While he rarely makes the jump to all-out showmanship, the virtuosity of Richter's piano playing is undeniable and forms the centre piece of much of Infra. His approach is fundamentally quite traditional but always includes his hallmark sense of mystery and suspense. Motifs are assembled, explored, disassembled and reassembled, shifting from one instrument to another to create a shape-shifting but coherent whole that is at times hauntingly beautiful. Drawing inspiration (and the odd borrowed melody) from Schubert's 'Winterreise', as well as the themes of T. S. Eliot's The Waste Land, it is a soundtrack best enjoyed as a single, fluid entity.

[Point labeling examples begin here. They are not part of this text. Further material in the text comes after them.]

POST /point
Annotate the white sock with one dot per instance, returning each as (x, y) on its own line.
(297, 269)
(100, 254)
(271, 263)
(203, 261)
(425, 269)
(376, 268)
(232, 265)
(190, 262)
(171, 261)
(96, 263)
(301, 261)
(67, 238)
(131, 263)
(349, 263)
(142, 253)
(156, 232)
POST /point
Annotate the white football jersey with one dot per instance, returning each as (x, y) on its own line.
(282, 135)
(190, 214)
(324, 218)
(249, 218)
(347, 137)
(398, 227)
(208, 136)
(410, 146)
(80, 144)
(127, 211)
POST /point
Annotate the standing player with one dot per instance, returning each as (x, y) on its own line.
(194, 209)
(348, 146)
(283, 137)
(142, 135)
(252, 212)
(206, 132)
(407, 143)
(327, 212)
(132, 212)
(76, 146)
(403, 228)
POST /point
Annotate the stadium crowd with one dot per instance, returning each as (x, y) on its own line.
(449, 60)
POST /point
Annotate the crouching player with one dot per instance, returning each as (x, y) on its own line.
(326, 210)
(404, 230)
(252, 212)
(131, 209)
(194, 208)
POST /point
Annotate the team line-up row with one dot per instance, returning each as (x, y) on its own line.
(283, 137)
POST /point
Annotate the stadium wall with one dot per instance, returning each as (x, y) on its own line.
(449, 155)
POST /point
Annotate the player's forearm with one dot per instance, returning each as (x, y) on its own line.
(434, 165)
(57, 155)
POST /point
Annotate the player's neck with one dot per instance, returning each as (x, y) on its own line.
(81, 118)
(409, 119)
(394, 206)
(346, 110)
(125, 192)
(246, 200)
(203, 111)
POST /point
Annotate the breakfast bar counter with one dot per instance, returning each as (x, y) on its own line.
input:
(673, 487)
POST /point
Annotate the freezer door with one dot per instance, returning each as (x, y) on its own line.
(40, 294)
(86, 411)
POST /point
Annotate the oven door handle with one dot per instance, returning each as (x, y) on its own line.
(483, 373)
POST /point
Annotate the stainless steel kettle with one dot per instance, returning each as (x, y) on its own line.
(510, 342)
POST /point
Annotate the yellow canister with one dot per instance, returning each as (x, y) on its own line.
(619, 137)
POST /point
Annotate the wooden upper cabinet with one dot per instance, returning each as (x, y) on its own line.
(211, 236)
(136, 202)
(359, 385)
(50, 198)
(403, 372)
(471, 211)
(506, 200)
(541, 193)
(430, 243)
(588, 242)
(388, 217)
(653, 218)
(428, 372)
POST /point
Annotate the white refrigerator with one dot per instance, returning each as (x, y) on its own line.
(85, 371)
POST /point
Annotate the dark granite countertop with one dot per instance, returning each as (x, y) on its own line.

The album rises out of distant radio signals and Morse code blips to the euphoric, homely chamber music of 'Infra 1', wrapped in warm strings and analogue crackle. A false start in many ways, since 'Journey 1' which follows immediately touches on the tone of uncertainty that epitomises Infra. This is reinforced by a segue into 'Infra 2', beginning with a ghostly synth line before introducing one of the core melodies of the piece, a sweeping minor key dirge that would fit nicely on a Godspeed record. This is Richter at his most intimate and spine-tinglingly sparse. Critics have latched onto his home at FatCat and his subsequent association with post rock acts like Sigur Rós, but much of this album features a restrained tension that does not rely on inevitable resolution, instead hanging mid-air and dissolving in front of your very ears.
'Infra 3' has pace and a restless urgency, achieved through lopsided piano arpeggios and an uplifting refrain. The beautifully sparse 'Infra 6' is a delight, stripping away layers of strings to reveal a barebones piano composition exploring a familiar melody with a new chordal structure. Less traditional pieces appear in the form of ambient interludes; the throbbing, astral 'Journey 2', the delicate 'Journey 5' and the shimmering 'Infra 7'. The piece closes with 'Infra 8', a reassuring return to terra firma and a fitting conclusion to a journey into the unknown.
Throughout Infra, Richter's skill lies in his ability to re-emphasise and reinterpret, to construct an instrumental dialogue and a kind of imagined narrative through repetition and subtle alteration. You are often listening to variations on a theme, reproduced dynamically with the uncanny quality of a deja vu. Music like this can be the soundtrack to your imagination if you let it in.